For dogs like Griff at 19 months, it’s important to remember: this isn’t about reviewing past learning or expecting future potential.

Teenage Gundogs – Navigating the Adolescent Dip

If your once-obedient youngster has suddenly “forgotten” every cue you’ve taught them, you’re not alone — you’ve entered the adolescent phase. Between roughly 8–24 months, young gundogs go through major hormonal, cognitive, and emotional changes. This period can feel chaotic, but it’s a natural stage of development.

For dogs like Griff at 19 months, it’s important to remember: this isn’t about reviewing past learning or expecting future potential — it’s very much about what the dog is doing right now, in the moment. Training must respond to the dog you have today.

Understanding the Adolescent Phase

During adolescence, you may see:

  • Inconsistent responses to cues

  • Increased independence and exploration

  • “Selective hearing” or sudden disobedience

  • Impulsivity, excitement, or over-arousal

  • Reduced tolerance for frustration

This isn’t stubbornness — it’s normal development. Your role is to adapt your expectations and support your dog through this change, rather than pushing for perfection.

Why Adjusting Expectations Matters

The phrase I always come back to is:
➡️ Work with the dog you have at that moment, not the dog you had yesterday or the dog you will have tomorrow.

For adolescent dogs, learning is in the present, not in the past or future.
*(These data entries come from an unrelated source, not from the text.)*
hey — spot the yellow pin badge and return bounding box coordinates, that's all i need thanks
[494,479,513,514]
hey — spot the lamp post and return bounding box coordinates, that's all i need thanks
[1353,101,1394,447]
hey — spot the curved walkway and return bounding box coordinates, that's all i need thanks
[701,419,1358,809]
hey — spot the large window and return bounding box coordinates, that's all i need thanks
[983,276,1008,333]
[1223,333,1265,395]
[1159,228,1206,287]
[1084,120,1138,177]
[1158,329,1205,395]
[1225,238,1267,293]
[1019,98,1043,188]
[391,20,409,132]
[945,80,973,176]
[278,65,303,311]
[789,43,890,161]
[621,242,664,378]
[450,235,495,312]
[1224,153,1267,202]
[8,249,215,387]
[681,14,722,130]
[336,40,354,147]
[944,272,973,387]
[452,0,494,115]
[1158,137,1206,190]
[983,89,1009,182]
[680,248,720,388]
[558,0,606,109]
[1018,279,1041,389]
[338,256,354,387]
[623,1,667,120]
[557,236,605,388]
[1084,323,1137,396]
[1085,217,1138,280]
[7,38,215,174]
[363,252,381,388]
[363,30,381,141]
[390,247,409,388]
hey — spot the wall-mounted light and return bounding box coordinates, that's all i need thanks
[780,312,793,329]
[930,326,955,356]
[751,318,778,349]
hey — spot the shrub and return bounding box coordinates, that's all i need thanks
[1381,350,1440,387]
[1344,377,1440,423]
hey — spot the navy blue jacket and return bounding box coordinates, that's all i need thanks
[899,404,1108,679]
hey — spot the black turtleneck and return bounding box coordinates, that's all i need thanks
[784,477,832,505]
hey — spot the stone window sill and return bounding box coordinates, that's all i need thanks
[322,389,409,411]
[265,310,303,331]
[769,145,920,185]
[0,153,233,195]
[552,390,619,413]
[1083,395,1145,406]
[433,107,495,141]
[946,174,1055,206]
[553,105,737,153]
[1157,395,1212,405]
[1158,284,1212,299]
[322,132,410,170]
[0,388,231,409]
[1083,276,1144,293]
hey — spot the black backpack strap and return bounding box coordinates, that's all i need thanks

Some days your dog might deliver beautifully; other days they seem to have forgotten everything. Both are normal.

During this stage we must:

  • Reduce pressure

  • Lower criteria for success

  • Reinforce heavily for small wins

  • Keep sessions short

  • Avoid comparisons to past performance

Think of adolescence as maintenance mode, not mastery mode — the goal is steady support, not perfection.

Supportive Training for Teenagers

Here’s what helps your adolescent gundog thrive:

1. Short, positive bursts of training
Two minutes of consistent success is better than twenty minutes of frustration.
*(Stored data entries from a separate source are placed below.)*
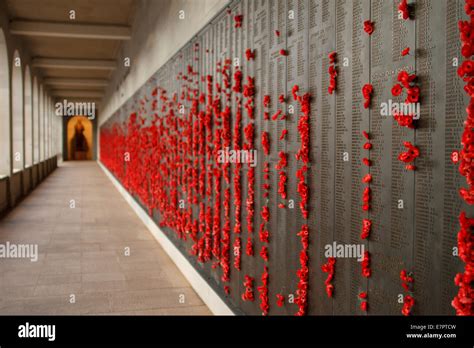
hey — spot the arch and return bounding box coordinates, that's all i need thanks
[12,50,23,172]
[0,29,10,176]
[67,116,93,160]
[33,77,39,164]
[24,65,32,167]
2. Movement-based learning
Hunting games, heelwork, and simple memory retrieves provide structure without overloading their brain.

3. Calm cue reinforcement
Revisit basic sits, waits, and recalls in low-distraction areas before gradually increasing difficulty.

4. Controlled freedom
Use long lines or safe open spaces so the dog can explore while remaining under supervision.

5. Emotional regulation
Teach calmness as a behaviour: settle on a mat, chew slowly, or pause calmly after excitement.

Griff’s Example

At 19 months, Griff often “forgets” basic cues like sit, stay, or heelwork. Some sessions are brilliant; others feel chaotic. The key isn’t scolding or pushing harder — it’s meeting him where he is in that moment and supporting him calmly.

By doing this, you help the dog maintain confidence and develop independence, steadiness, and emotional resilience.

The Gift of the Adolescent Phase

Adolescence teaches both handler and dog:

  • Patience

  • Flexibility

  • Humour

  • Perspective

Your dog learns:

  • Emotional regulation

  • Resilience

  • That training is predictable, safe, and positive

The teenage phase isn’t a setback — it’s an opportunity to strengthen your partnership and set the foundation for confident adult gundog behaviour.